A NOT so summery late afternoon at Wormsley, with grey clouds gathering unsettlingly in the distance, was as nothing compared with the extreme discomfiture of writer Gustav von Aschenbach, who, seeking inspiration in the sunny south, falls prey to the fetid sickliness of midsummer Venice and a fatal attraction to the young Polish boy Tadzio.

Such is the theme of Death in Venice, Thomas Mann’s novella, which Benjamin Britten captures so poignantly in his opera.

First-night expectations at Garsington were high, especially given the presence on the podium of Steuart Bedford, who conducted the very first performance in 1973 after a lifelong association with Britten.

The production also benefited from the experience of Paul Curran, veteran director of Britten operas, and his deep acquaintance with Thomas Mann’s novella.

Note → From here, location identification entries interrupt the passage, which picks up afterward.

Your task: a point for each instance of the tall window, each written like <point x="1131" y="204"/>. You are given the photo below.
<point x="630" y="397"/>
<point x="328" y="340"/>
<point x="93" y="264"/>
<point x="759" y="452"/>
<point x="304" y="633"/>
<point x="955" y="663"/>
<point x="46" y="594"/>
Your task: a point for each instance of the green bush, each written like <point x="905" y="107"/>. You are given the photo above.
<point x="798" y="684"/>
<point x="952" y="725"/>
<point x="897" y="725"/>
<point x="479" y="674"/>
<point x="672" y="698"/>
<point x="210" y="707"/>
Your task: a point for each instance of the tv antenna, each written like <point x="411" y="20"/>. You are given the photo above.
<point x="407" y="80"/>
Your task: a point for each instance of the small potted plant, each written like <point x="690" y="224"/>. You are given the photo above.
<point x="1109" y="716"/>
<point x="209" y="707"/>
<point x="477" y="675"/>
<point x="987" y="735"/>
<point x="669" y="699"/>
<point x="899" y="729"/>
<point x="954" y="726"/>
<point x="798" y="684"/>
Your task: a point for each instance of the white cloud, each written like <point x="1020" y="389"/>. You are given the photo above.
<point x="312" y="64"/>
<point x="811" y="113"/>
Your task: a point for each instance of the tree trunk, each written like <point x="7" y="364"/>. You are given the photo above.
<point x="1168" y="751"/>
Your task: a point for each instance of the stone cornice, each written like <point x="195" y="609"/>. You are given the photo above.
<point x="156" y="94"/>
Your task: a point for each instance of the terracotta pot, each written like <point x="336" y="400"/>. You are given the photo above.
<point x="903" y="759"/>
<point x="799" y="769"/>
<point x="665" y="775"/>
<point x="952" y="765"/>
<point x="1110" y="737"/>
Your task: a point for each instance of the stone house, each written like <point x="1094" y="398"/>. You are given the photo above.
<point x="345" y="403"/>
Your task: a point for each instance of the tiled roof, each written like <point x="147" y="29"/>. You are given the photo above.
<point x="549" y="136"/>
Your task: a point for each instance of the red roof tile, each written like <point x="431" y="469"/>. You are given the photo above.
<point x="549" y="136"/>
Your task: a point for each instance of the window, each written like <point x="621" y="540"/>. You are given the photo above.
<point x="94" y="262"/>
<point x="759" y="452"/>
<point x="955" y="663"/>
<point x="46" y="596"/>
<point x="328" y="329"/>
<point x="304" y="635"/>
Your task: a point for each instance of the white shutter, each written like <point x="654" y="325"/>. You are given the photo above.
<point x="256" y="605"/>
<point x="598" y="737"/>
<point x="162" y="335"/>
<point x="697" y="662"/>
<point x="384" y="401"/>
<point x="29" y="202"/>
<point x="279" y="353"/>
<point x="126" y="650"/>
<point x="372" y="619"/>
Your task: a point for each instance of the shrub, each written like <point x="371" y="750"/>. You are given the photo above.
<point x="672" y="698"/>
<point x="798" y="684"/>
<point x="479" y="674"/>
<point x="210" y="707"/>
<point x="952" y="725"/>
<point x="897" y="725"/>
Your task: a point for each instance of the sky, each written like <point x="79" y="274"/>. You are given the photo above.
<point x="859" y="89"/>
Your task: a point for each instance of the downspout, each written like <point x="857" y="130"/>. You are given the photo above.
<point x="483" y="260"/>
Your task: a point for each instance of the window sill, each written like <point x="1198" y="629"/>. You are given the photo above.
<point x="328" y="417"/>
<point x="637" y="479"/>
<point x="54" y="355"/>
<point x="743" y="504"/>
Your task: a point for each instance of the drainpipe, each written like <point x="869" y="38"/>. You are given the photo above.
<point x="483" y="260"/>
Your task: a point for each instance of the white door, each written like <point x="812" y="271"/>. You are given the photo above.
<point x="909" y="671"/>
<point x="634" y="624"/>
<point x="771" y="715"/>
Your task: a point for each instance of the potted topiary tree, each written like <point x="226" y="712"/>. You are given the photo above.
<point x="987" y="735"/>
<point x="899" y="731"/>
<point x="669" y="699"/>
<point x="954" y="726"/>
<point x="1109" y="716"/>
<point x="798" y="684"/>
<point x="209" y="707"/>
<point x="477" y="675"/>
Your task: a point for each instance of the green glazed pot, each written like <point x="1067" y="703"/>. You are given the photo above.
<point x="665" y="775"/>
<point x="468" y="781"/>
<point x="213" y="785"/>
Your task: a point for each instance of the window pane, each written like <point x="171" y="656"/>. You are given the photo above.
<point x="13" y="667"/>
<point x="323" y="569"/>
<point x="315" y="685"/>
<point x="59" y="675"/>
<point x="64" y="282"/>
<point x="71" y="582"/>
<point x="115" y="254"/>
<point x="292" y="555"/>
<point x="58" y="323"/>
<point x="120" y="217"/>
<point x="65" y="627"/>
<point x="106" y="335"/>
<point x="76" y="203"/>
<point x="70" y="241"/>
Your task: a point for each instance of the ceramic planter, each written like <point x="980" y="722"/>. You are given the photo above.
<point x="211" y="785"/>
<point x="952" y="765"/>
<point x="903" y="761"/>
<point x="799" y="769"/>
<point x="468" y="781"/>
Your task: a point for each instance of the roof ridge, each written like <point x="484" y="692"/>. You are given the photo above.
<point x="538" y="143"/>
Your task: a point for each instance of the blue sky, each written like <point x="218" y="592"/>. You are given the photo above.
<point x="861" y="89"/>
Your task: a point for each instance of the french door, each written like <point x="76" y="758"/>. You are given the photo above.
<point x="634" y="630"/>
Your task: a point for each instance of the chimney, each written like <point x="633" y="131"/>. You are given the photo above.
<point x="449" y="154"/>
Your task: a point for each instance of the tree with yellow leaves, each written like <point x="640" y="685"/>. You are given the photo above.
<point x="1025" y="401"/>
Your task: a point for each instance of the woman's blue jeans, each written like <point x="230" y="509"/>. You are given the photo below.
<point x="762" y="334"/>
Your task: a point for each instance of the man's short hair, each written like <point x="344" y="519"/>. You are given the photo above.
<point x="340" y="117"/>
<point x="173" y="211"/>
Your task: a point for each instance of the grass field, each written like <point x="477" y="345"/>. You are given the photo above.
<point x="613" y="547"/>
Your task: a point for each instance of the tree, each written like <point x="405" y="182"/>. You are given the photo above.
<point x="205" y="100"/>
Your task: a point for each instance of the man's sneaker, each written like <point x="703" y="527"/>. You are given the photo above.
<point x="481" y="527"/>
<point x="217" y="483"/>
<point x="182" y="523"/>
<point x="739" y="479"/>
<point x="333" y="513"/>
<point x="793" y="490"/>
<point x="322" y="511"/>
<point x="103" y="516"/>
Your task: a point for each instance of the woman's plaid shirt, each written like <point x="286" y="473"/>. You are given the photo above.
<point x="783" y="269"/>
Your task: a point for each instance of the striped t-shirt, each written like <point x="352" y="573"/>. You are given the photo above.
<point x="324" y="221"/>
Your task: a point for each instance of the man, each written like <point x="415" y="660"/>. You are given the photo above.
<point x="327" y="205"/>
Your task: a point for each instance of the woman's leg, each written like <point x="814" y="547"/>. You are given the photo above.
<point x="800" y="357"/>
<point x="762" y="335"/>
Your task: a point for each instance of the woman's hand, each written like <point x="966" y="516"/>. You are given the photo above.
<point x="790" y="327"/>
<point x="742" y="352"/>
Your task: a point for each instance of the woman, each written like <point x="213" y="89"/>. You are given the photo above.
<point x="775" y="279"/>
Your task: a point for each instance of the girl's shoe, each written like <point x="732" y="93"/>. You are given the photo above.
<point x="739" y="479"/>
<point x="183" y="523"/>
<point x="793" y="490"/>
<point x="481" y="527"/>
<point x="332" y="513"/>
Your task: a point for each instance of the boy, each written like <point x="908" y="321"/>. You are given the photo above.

The third success factor was the introduction of dance, with choreography provided by Andreas Heise. It sounds, and was, riveting. Tenor Paul Nilon as Aschenbach held centre-stage in a tour de force of memory and pitch, ably supported by baritone William Dazeley in several different roles.



Aschenbach’s gradual fall from grace was presaged constantly as he encountered one symbol of decadence after another — each introduced with consummate timing.

The costumes were totally in keeping with the period, while Kevin Knight’s set design, with lighting by Bruno Poet, was simplistically brilliant, whether as the deck of a boat transporting Aschenbach to Venice, the piazza, or the lido where Aschenbach first spies Tadzio.

And the use of huge stage-wide net curtains was a master stroke, enabling dreams, the subconscious and the fantastic to be depicted incredibly effectively — as well as representing the water around the gondolier.

Everything mirrors the intense symbolism that pervades the plot. The arcane weirdness and inevitability of the unfolding tragedy is further accentuated by Britten’s novel orchestration, including five percussion and three unusual orchestral instruments — xylophone, vibraphone and glockenspiel — all used to great effect to create an ominously dark texture.

Heise’s dance routines were both spectacular and often unashamedly erotic, and the audience loved them.

As Paul Curran explains: “The boy never speaks. How do you represent that on stage? The use of dance is genius, but it is also quite obvious, because it becomes a much more sensual and erotic experience for Aschenbach to be both attracted to and distanced from... there’s always this separation, and that distance is fascinating.”